Enclosure, Nevitt, Co. Dublin
Co. Dublin |
Enclosures
A circular enclosure sitting on the northern slope of a ridge in County Dublin very nearly vanished beneath a landfill without anyone noticing it at all.
That it was found is almost incidental; the discovery came not through any planned archaeological programme but through a geophysical survey commissioned ahead of the proposed waste development. The survey, carried out under Licence no. 05R062, picked up the circular anomaly in the ground, and only then did archaeologists get the chance to investigate properly.

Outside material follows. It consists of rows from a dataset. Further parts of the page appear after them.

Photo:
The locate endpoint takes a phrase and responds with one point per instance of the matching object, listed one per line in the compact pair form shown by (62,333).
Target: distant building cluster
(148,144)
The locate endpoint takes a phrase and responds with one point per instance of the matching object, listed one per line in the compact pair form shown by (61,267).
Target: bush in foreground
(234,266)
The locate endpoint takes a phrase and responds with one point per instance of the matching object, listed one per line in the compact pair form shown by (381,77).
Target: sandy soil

Test excavation under Licence no. 05E1063 confirmed what the geophysics had suggested. The site is a sub-circular enclosure roughly 33 metres in diameter, a size broadly consistent with a ringfort, the type of enclosed farmstead that was the dominant settlement form in early medieval Ireland. The enclosing ditch reaches a depth of 1.1 metres, and within the interior there are features that appear to indicate the former presence of dwellings. Animal bone and burnt material were recovered from the ditch, the kind of domestic refuse that builds up over years of occupation, but nothing recovered could be precisely dated. As Lohan noted in 2006, the site produced no datable material, which means that while the form strongly implies early medieval origins, that connection cannot be confirmed from the excavation alone. The enclosure sits on the northern slope of an east-west ridge, a position that would have offered reasonable drainage and some shelter, practical considerations that tend to recur at Irish settlement sites regardless of period.
The site at Nevitt is not marked or interpreted for visitors, and the circumstances of its discovery mean it sits in the archaeological record rather than in any public landscape. The evidence for it exists primarily in the excavation report and the licence files rather than in anything visible at ground level. For anyone interested in how much of Ireland's early settlement archaeology has survived only by accident, or only just survived at all, it is a useful reminder that the record is shaped as much by where development happens to be proposed as by where archaeology actually exists.